Since the financial crisis in 2008, there has been continuous public attention on multinationals’ tax position – which, for the most part, turns on their transfer pricing policy, and whether this properly aligns the taxable profits in each country with the value-generating activities taking place there. In the past couple of years, that public and political pressure has begun to turn into concrete action: for example, through the BEPS reforms on country-by-country reporting and transfer pricing; the European Commission’s state aid investigations into Apple, Starbucks and others, which almost all relate to transfer pricing matters; and, as several chapters in this review make clear, increased audit scrutiny at the national level. It seems clear that transfer pricing issues will be filling tax professionals’ working lives for several years at least.
ii) Tell us about any key legal developments – recent or pending – and their international impact.
More disputes: unsurprisingly, many countries (including Mexico and Poland) report an increase in transfer pricing disputes, particularly around profit allocation in a multinational supply chain.
TP compliance tools: many of the reporting countries have adopted rules that are designed to encourage greater transfer pricing compliance. Country-by-country reporting, which has been very widely adopted, is the prime example of this, but other instances include automatic transfer pricing penalties in Canada and Russia, and the diverted profits taxes adopted in Australia and the UK.
iii) What are the biggest opportunities and challenges for practitioners and clients?
Profit splits: several countries (including Israel, Mexico and the UK) are seeing tax authorities push for a greater use of profit splits, particularly for high value-added activities where it may be difficult to find a precise comparable. (How you identify an appropriate share of profits for each different country is, of course, a separate challenge here.)
Varied transfer pricing approaches: it is striking that different countries continue to apply transfer pricing in rather different ways.
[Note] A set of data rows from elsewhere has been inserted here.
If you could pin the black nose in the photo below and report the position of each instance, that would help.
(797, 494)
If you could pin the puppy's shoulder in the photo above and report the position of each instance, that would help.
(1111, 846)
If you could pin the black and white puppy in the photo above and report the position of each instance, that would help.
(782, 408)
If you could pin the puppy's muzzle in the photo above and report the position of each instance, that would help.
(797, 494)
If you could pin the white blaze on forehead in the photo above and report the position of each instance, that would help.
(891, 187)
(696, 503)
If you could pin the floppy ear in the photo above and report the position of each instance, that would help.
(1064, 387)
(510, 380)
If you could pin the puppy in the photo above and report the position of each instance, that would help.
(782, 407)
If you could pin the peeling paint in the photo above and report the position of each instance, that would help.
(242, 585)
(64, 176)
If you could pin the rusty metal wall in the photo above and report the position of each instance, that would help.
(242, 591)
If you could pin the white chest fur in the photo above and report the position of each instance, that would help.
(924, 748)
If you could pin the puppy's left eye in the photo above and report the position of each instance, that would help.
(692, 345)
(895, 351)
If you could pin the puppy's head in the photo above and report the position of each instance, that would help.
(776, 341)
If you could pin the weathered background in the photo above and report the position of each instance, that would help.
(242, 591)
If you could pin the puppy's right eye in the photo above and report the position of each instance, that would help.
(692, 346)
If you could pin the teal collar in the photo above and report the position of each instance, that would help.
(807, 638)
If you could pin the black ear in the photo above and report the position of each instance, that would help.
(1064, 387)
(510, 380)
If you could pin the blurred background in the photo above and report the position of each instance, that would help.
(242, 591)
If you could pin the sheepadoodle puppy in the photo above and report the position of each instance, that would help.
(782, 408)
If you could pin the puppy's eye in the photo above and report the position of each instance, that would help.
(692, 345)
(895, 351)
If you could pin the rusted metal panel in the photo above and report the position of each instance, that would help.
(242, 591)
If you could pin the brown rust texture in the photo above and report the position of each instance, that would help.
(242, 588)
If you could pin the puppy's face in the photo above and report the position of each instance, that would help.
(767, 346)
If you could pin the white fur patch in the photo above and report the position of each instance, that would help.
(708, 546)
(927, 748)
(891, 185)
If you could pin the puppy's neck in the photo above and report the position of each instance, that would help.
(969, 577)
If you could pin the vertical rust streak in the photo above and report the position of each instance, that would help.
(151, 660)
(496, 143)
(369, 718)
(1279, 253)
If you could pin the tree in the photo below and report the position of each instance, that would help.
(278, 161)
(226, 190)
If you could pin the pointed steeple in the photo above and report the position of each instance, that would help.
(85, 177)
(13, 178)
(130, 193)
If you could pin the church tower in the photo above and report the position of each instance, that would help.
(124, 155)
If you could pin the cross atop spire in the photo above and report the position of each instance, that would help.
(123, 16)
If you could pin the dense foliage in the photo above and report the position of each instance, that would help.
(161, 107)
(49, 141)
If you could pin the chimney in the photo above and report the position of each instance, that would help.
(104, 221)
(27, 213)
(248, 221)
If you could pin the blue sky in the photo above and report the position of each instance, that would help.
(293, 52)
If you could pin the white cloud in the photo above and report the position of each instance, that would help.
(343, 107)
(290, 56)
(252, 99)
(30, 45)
At one end of the spectrum, Brazil has rejected the OECD arm’s-length principle entirely, arguing that imposing fixed ratios and limits is more effective. Even within the large majority of reporting countries that apply the OECD principles, however, there are differences in approach which could lead to diverging outcomes in practice. For example, Germany’s transfer pricing rules apply a ‘prudent and diligent managing director’ test on top of the normal arm’s-length principle (which has perhaps inspired the ‘prudent economic operator’ concept developed by the European Commission in their tax state aid investigations); and the Luxembourg chapter discusses a recent case in which an interest-free loan from Luxembourg to Italy resulted in taxable interest income in Luxembourg, with no corresponding deductions in Italy. These variations, of course, increase the risk of double taxation of the same profits – and it is thus important (if perhaps optimistic) that countries adopt the BEPS Action 14 recommendations on tax dispute resolution mechanisms with the enthusiasm they have often shown for the tax-raising recommendations.